For the uninitiated, FOOSH is the acronym used by medical professionals to describe a “fall on outstretched hand.” In this case, my FOOSH was caused by the retractable leash connecting the woman sitting on the bench to my left and her little yippie dog to my right. At eight inches off the ground, the leash made a perfect trip wire, and I didn’t even know it was there until I hit the concrete with my arms splayed out in front of me. After a moment spent taking mental inventory of each of my body parts in a preliminary assessment of damage, I picked myself up, gathered what little remained of my dignity in the midst of a crowd of concerned bystanders, and completed my run.
By the time I arrived back at my hotel room—my right arm jutting away from my body at an unnatural angle—I knew that my arm was broken. But, I had places to be and things to do: after all, my “me” time was over, and Day 4 of the JSM Olympics was about to begin! And so, I took a quick shower (hard to do with one arm completely immobilized), got dressed (even harder), and continued my day. I went straight from my hotel room to a luncheon that I was hosting, and then onto three separate meetings with collaborators, and then to the COPSS awards session to watch my grad school officemate win the Presidents’ Award (which you can read about here). It’s not that I didn’t know my arm was broken—I absolutely did. But, I had a schedule for JSM, and you can’t win at JSM by getting off schedule. At 6pm, I finally admitted defeat and hopped in an Uber to the emergency room, where I was diagnosed by X-ray with a radial head fracture (the canonical FOOSH injury), given a whole bunch of painkillers and a sling made out of cheesecloth (literal cheesecloth!), and sent on my way. I made it back to JSM just in time to finish celebrating Ryan’s accomplishments (see the photo).

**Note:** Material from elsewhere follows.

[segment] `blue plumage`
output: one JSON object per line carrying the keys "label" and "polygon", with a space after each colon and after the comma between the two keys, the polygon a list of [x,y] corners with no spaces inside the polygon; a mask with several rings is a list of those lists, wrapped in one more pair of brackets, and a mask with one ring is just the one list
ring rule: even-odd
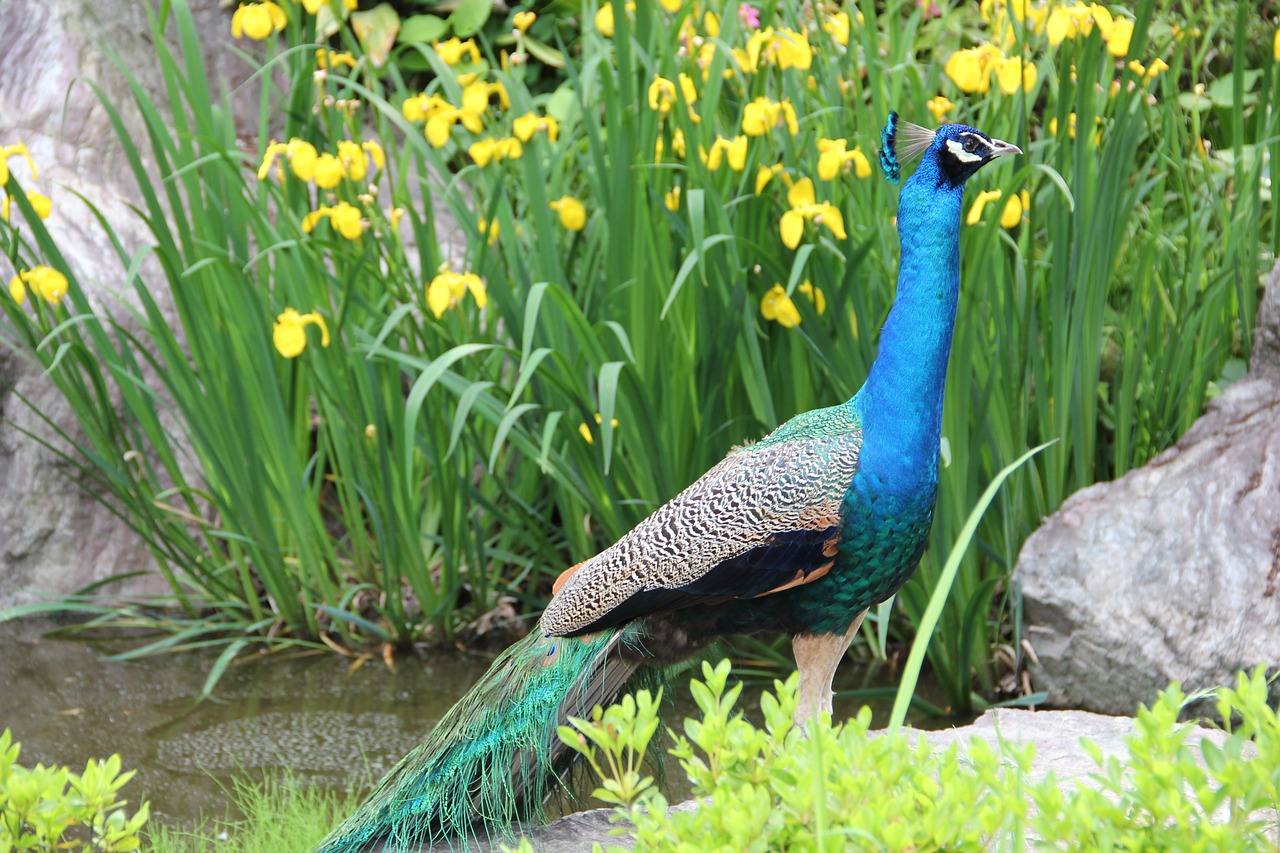
{"label": "blue plumage", "polygon": [[932,522],[965,181],[1021,152],[972,127],[927,131],[891,113],[885,176],[897,183],[914,153],[923,159],[898,202],[898,292],[858,393],[732,451],[561,575],[541,631],[499,658],[320,853],[378,839],[412,849],[536,818],[572,757],[554,740],[567,715],[724,634],[790,634],[797,721],[830,712],[831,677],[862,615],[906,582]]}
{"label": "blue plumage", "polygon": [[898,114],[890,111],[889,118],[884,123],[884,129],[880,131],[880,147],[876,150],[876,154],[880,156],[880,169],[884,172],[885,178],[895,187],[902,179],[902,166],[898,163],[897,137]]}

When I got back to Seattle, I was telling a friend this story, and he asked me why I didn’t go to the ER earlier. I justified, “Well, I had a schedule! I had to host a lunch, and then I had to go to three meetings, and then I had to watch Ryan get his award, and—” My friend cut me off and asked me why I hadn’t thought that a broken arm might deserve priority over those plans. Honestly, I could not answer, because it had not even occurred to me. But now that my friend had said it out loud, it seemed absurd that I hadn’t thought of it. Yes, I had a list of tasks that I wanted to accomplish on Day 4 of JSM, but I was in enough pain that I really wasn’t effective at those tasks anyway—I certainly did not have meaningful research conversations three hours after breaking my arm! And yes, I wanted to win at the Statisticians’ Social Olympics—except that’s not a real thing, it’s 100% imaginary and I actually made it up, and I’m definitely not winning any sort of Olympics with a broken arm.

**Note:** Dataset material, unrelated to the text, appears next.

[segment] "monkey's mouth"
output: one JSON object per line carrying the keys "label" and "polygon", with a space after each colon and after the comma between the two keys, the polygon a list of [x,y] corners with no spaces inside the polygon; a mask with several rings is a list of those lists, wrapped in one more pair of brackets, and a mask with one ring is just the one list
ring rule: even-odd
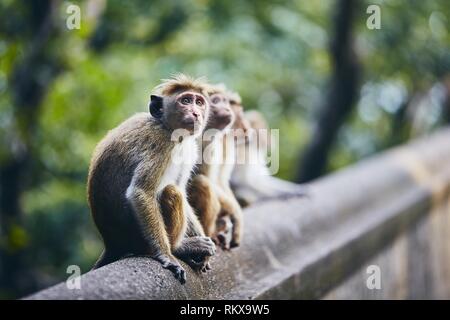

Well, it’s never too early to plan for JSM 2024 in Portland. I have already decided that I’ll continue my new tradition of spending my mornings on “me” time, and my afternoons and evenings participating in JSM. But, unlike at JSM 2023, I won’t participate too fully. It’s like the lesson I learned about work travel all those years ago: a little bit of fun is fun, but too much fun is not. I’ll put together a schedule, but it will include an opt-out clause for medical emergencies, natural disasters, and “just not feeling like it.” I probably won’t win, but I’m pretty sure it will be my best JSM yet.